Geography British Library Trip

On Wednesday 8th February 2017, 40 Year 9 Geographers were invited to attend the ‘Maps in the 20th Century’ exhibition at the British Library.

This exhibition of extraordinary maps looked at the important role that two world wars, the moon landings and the digital revolution played during the 20th century. It shed new light on familiar events and spanned conflicts, creativity, the ocean floor and even   outer space.

 As technology advances further than we ever imagined possible, it raised questions about what it really means to have your every move mapped.

 Many thanks to Miss Lippa for all the time and effort she put in behind the scenes to make all this happen!


The maps made me have a different view and has enabled me to want to study maps in more depth in the near future. I felt that each map had a story, some deeper than others. The maps were like onions, the more I studied them the more I uncovered and I was able to make links when more information was revealed. What I like about all the maps was the information placard because it made it more clear what the map was portraying and gave some history on the map. I particularly like the map name "My Ghost". I found that map interesting because it showed lines of journeys the creator of the map had made, it showed what he had explored; I liked that the name of the map linked to the theme and how it was displayed. I disliked the map of Europe that was created from money, this was because I felt it had no depth and it wasn't something you could learn from accept from the fact that man’s love of money hasn't changed over time.

Rebekah Da Silva 9R


This is what I liked about the maps. That all of the maps were ,in some sense, monumental/historic,  I liked this because I enjoy getting the opportunity to observe something which would make me reflect deeply back on the purpose of the map, how difficult it was to make it, etc.. I didn't dislike any of the maps whatsoever. This is because, they all had a sense of monumentality in them. Although I mentioned that the spherical map model of the moon sparked my interest, there were some others... A "simple" map of the Earth was displayed in the exhibition since it was "simple", this gave me the feeling that this could be the first accurate map of the Earth using satellite info or moon point of view etc. , however I may be wrong. The map showing the dominion of the British Empire and other empires was one of my favourites also. This is because, the information provided in the key, countries, oceans (maybe) and empires themselves. The story this map tells us, is that other empires were competing for limited substances such as: commodity, resources, power, enslavement etc.

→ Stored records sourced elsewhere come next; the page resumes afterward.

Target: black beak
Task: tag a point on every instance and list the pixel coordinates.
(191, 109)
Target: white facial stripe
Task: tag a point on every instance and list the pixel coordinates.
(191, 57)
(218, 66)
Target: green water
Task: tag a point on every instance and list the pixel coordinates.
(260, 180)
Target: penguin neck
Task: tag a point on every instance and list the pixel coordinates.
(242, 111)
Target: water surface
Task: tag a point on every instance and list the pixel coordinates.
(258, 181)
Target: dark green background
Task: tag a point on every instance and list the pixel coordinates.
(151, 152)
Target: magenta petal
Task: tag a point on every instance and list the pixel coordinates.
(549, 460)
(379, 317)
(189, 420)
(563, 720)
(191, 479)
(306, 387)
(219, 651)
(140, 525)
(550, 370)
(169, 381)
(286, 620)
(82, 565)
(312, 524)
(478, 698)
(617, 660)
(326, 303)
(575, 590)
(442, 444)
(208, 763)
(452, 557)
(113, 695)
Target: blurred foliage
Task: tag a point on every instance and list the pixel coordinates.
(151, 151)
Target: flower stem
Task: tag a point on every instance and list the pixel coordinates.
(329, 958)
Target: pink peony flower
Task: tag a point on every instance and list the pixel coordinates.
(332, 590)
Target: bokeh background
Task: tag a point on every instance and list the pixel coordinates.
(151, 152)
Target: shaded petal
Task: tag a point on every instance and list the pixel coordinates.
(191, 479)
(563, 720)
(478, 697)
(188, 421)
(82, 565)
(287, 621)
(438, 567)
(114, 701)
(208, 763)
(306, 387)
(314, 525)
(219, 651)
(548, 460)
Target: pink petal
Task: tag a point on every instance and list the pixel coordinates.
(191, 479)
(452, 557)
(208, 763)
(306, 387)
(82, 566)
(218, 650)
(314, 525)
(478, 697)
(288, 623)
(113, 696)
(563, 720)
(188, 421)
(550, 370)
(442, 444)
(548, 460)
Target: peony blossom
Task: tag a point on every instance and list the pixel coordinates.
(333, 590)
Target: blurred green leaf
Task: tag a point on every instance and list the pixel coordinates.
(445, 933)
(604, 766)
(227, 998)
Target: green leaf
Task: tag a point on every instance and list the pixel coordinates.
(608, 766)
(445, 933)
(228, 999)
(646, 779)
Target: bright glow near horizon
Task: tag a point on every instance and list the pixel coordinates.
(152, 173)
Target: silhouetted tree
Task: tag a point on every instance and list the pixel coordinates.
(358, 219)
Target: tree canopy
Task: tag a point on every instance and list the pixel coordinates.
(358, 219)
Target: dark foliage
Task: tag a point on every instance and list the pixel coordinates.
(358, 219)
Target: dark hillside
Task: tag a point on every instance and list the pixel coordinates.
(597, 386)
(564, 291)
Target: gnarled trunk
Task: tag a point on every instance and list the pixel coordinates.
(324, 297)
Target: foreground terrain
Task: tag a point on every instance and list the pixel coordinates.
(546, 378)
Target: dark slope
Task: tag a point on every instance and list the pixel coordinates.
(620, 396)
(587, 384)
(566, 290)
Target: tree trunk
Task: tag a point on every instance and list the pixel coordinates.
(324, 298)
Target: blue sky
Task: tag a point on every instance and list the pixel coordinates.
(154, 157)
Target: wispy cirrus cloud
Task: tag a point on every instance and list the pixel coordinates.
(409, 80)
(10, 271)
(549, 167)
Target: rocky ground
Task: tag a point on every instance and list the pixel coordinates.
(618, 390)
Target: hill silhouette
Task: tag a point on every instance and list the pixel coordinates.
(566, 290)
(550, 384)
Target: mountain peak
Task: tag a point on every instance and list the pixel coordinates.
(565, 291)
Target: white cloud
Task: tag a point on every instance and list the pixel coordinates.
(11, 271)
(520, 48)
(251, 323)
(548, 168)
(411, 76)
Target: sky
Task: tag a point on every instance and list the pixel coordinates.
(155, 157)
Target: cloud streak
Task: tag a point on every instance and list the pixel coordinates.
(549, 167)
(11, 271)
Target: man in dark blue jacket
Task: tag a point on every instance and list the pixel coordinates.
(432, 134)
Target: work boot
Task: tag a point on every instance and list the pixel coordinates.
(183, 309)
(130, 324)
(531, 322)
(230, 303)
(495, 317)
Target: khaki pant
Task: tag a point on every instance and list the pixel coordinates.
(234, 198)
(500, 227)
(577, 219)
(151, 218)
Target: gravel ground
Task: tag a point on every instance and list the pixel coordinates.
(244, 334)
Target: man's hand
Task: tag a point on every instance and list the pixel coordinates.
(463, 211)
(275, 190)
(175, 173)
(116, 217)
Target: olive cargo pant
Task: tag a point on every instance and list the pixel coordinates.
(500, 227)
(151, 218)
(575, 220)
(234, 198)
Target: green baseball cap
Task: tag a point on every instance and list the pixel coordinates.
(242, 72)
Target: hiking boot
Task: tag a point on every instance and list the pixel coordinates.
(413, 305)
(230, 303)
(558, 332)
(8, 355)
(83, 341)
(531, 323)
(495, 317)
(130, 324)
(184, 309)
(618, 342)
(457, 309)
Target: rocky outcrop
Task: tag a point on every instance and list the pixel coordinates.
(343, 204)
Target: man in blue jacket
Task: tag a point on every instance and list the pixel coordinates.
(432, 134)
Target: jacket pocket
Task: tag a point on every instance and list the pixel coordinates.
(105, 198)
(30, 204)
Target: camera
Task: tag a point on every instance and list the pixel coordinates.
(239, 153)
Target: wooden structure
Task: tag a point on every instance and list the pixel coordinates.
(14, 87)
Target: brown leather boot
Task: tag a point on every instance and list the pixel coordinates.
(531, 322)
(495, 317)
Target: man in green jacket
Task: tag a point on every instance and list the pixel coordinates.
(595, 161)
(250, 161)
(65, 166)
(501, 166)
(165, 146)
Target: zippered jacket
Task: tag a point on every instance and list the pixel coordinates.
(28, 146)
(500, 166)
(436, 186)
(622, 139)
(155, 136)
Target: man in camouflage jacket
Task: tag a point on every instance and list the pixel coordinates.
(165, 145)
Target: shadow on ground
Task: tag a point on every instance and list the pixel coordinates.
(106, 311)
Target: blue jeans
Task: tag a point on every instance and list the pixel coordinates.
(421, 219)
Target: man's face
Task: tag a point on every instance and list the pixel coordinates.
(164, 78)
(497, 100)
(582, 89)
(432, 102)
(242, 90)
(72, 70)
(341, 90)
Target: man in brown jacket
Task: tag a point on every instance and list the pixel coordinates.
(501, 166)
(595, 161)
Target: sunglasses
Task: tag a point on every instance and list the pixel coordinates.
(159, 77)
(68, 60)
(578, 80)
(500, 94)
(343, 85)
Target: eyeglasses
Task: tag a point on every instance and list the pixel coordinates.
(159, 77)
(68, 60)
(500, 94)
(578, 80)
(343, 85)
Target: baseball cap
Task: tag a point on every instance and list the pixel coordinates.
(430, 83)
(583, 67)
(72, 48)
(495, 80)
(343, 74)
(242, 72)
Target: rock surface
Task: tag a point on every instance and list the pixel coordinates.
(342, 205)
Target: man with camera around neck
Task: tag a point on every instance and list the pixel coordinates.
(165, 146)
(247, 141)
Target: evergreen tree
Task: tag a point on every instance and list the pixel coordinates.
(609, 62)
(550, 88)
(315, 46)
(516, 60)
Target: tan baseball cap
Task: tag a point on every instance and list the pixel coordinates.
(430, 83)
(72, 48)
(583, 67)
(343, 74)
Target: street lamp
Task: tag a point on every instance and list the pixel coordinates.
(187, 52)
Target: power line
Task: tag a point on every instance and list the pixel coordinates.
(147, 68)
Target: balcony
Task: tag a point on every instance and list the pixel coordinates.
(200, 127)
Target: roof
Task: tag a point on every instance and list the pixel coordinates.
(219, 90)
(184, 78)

The map doesn't only tell us this, but represents the struggle for those who were being dominated by the empires.

Finnan Maguire 9R


I learnt that maps aren’t just for finding directions of places and that there aren’t just two types of maps but they can be used to show population and thermal energy which is something I never knew about. I disliked the fact that maps only had one purpose before I came on the trip because I found it a bit tedious from time to time, like looking at a brick wall, but after knowing that they could have several purposes it’s a lot more enticing. A map that I found interesting was the map which was hand crafted in cardboard which showed different types of elevation and still had a lot of the features of a normal map. I found it really breath-taking, but I don’t think I would do it myself because it looks like intricate work and I would run out of patience.